My mind was playing tricks on me – it was feeding me false info, as always. It’s dependable in that regard if in no other. So very dependable. I was in a pickle as usual – I had messed up my life. I always do. I miss my life up every time – that’s actually nothing new! It’s the sense déjà vu that lets you know. That old old sense of déjà vu. ‘Look, you did it again’, the déjà vu tells you – ‘You went and did it again…’ It was just me and my mind and my mind was the co-pilot, feeding me false information all the time. Telling me that everything was fine, telling me that everything was great, telling me that everything was going to be OK. None of this was true however – my world was about to implode and – as always – I am the last to know. It comes as a surprise to me every time.

 

‘Be a man and own up to your filthy lies,’ my conscience told me scathingly, but I had no intention of owning up to my lies. I had no intention at all. My lies were all I had. My lies were everything. My lies were the sun and the moon to me – I really don’t know what I would do without them! I wouldn’t have a leg to stand on, I swear. I’d be lost. It’s all very well my conscience telling me to be a man and own up to my filthy lies but it’s me that has to live with the consequences of that.
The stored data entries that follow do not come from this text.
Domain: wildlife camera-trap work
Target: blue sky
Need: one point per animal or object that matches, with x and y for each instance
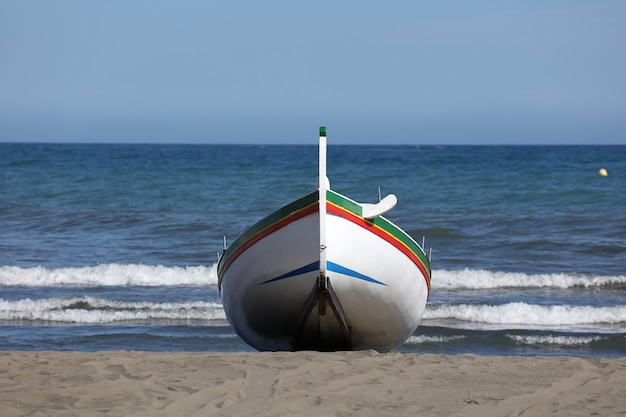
(401, 72)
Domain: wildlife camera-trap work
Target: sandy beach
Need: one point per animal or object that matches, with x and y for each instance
(120, 383)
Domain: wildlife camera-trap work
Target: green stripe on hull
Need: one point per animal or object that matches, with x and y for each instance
(382, 223)
(268, 221)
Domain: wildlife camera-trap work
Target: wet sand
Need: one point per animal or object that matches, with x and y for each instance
(120, 383)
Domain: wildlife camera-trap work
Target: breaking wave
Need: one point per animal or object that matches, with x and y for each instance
(481, 279)
(93, 310)
(109, 275)
(524, 315)
(147, 275)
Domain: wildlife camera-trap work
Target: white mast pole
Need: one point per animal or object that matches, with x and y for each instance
(322, 186)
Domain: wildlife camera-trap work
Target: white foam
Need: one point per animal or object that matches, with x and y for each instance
(522, 314)
(481, 279)
(418, 340)
(554, 339)
(92, 310)
(110, 275)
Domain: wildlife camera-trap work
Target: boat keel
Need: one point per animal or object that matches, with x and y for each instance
(323, 326)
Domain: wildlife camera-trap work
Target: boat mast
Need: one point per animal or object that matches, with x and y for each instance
(322, 186)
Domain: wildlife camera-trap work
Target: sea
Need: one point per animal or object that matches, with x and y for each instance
(114, 246)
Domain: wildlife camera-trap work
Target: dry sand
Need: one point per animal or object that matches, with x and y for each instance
(119, 383)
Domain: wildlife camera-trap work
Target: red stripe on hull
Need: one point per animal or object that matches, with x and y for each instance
(268, 231)
(371, 227)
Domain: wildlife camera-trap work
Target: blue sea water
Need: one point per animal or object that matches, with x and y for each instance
(115, 246)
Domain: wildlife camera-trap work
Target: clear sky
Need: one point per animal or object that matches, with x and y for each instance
(398, 72)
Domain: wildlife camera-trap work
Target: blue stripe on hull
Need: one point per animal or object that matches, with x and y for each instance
(330, 266)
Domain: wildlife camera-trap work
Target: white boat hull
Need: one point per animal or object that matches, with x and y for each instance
(325, 273)
(376, 293)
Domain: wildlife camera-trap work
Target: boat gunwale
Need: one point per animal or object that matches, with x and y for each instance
(306, 205)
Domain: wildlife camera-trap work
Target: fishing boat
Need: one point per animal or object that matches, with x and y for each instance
(325, 273)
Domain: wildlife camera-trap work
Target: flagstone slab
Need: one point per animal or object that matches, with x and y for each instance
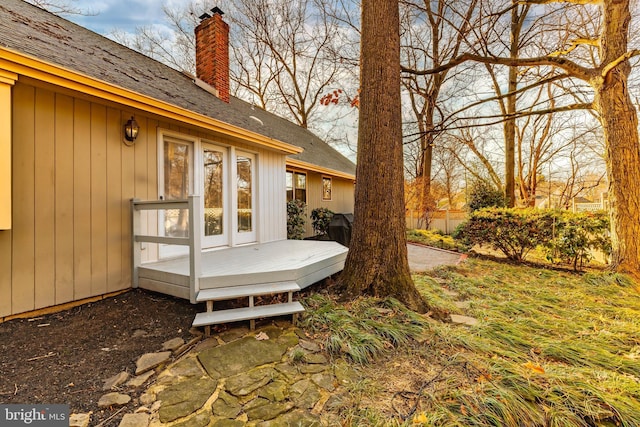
(115, 381)
(296, 418)
(188, 368)
(148, 361)
(241, 355)
(226, 406)
(228, 423)
(199, 420)
(184, 398)
(464, 320)
(246, 382)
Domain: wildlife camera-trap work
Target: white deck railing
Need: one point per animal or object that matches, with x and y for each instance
(192, 205)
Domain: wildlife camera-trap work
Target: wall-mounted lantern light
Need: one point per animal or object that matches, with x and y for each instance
(131, 129)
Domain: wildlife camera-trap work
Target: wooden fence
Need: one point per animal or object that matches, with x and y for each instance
(444, 220)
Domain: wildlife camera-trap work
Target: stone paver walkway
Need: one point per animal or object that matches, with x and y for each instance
(263, 378)
(273, 376)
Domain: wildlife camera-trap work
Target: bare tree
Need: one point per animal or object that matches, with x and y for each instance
(377, 261)
(434, 33)
(283, 54)
(61, 7)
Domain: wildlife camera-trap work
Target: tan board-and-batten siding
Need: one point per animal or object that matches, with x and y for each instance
(72, 181)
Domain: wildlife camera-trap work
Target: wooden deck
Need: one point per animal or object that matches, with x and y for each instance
(301, 261)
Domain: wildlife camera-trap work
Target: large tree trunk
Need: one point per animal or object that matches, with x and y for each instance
(620, 123)
(377, 262)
But what does my conscience care anyway – it’s squeaky-clean either way. My conscience is going to be squeaky-clean whether I choose to listen to it or whether I totally ignore it. No wonder it’s always so goddamn self-righteous – it’s got absolutely nothing to lose. I on the other hand have a great deal to lose by coming clean in the way that my sanctimonious conscience advises me to. I’ve got everything to lose and I’m afraid I’m just not willing to pay that price.

 

Anything normal is ‘a world’ and absolutely anything will become normal once you have had a bit of time to get used to it! That covers all eventualities you see. The most preposterous situations can become normal at the drop of a hat and they regularly do. They become normal as a matter of course. It’s normal for them to become normal. My mind feeds me ludicrous lies purely for the sake of taking the piss out of me and I believe them wholeheartedly like the gullible fool I am. I swallow them down whole – I can’t believe my mind’s lies quickly enough, in fact. I really can’t. I’m in a desperate hurry to believe them. I’m tripping up over my own feet – that’s how much of a rush I am in to believe my mind’s lies! My mind is feeding me lies about the False Reality and that reality has already become as normal as normal could be to me. If you took it away from me I’d be frightened. I’d be shitting myself. What is fear after all but that terrible feeling we get when someone comes along and takes whatever preposterous situation it is that constitutes our ‘normality’ away from us?